Es braucht also eine Klammer, die die Egoismen und Widerstände zumindest zeitweise ausklammert, ein höheres Ziel, ein Symbol oder einen Führer.
Alles dies ist beim Fürstentum vorhanden, ein "Staat", ein Grundstück samt "Schloss" und Jessie, der völlig ausserhalb jeder Kritik steht.
Wie wenig Anforderungen diese individualistischen, kritischen Freigeister dann tatsächlich haben wenn alles zusammen kommt zeigt die Gestalt "Marsson" der von allen Figuren, die bislang im KRR-Bereich aufgetaucht sind in meinen Augen die absurdeste ist aber das Ausgestossensein, das Leiden, das Märtyrerhafte und Verfolgte für diejenigen die ihm glauben und folgen verkörpert.

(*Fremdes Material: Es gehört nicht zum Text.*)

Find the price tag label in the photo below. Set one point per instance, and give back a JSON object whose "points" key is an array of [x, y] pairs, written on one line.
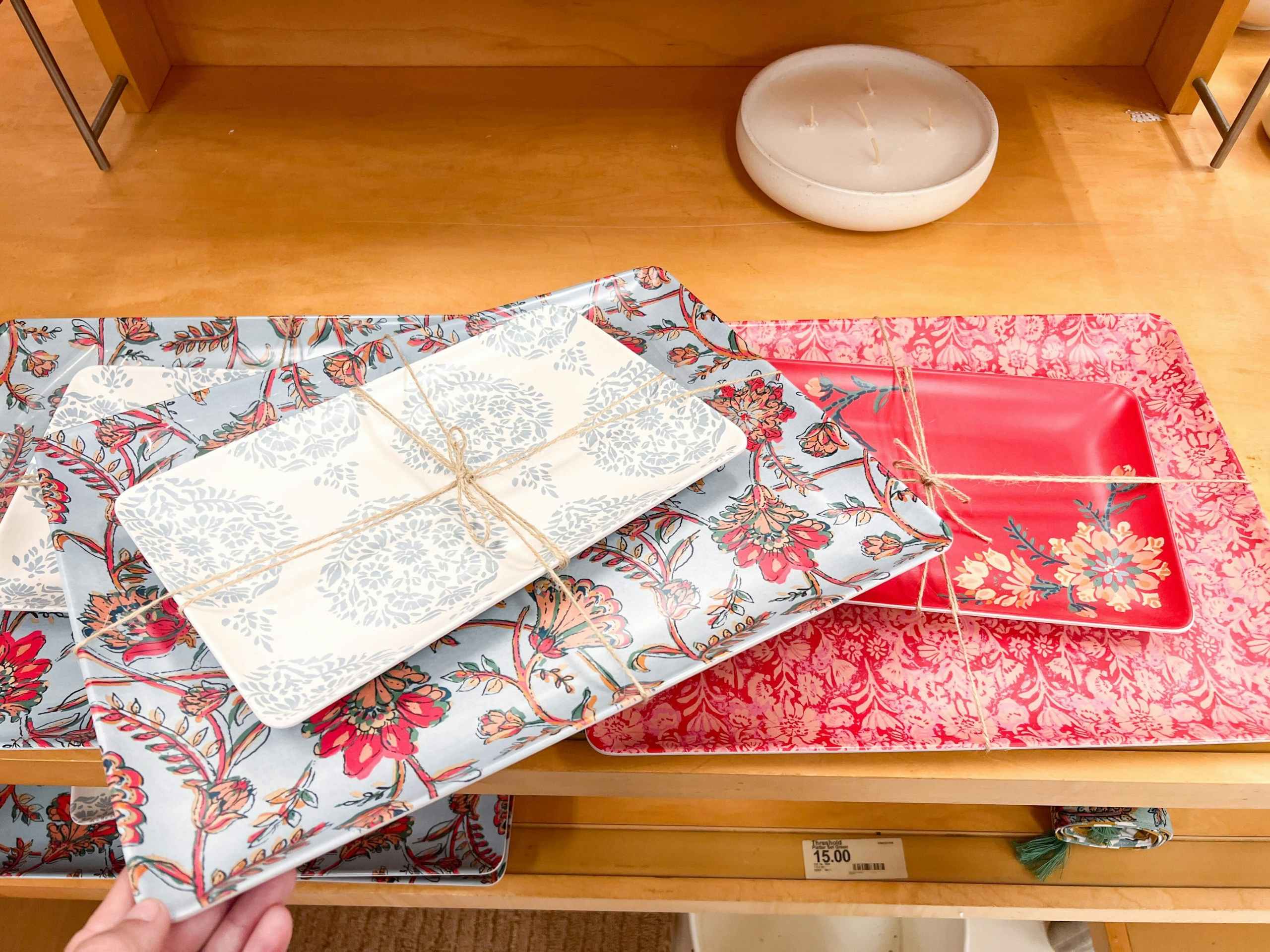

Wenn das Fürstentum nicht sektenähnliche Strukturen hätte, würde es als Gruppe gar nicht funktionieren können. Ob diese Strukturen ausreichen die quecksilbrigen Naturen der Germanier auf Dauer einzubinden halte ich für fraglich. In einer gewissen Weise brauchen sie uns, die Kritiker. Denn selbst wenn der Treibstoff an Gemeinsamkeiten erschöpft ist bleibt immer noch der Zusammenhalt einer kleinen, "verfolgten" Gruppe, Wagenburgmentalität, Zwangssolidarität als eine Art starke Kernkraft. Wie weit dies in der Lage ist das Grüppchen auf Dauer zusammen zu halten ist eine superspannende Frage.
Denn das ist ja die eigentliche Chance der Germanianer - aus dem Scheitern des Fürstentums die richtigen Schlüsse für sich zu ziehen.
Persönlich finde ich es erfreulich, dass dieser KRR-Mist vielleicht endlich mal etwas ernster genommen wird. Denn er hat sich auch deswegen zu einem weitverbreiteten Mythos entwickeln können, weil man ihn allzu leicht belächeln kann und die Dynamik unterschätzt wird. Ein simpler Grundstückskauf hat das geändert, jetzt nimmt man sie so ernst wie sie es schon lange verdienen.
Und wenn jetzt ein PDS-Landtagsabgeordneter und ein Richter mit PDS-Hintergund vor Brandenburgern die deutsche Verfassung verteidigen ist das etwas, was mich ganz nebenbei richtig freut.
Danke "
Ein Schelm" für diesen tollen Beitrag!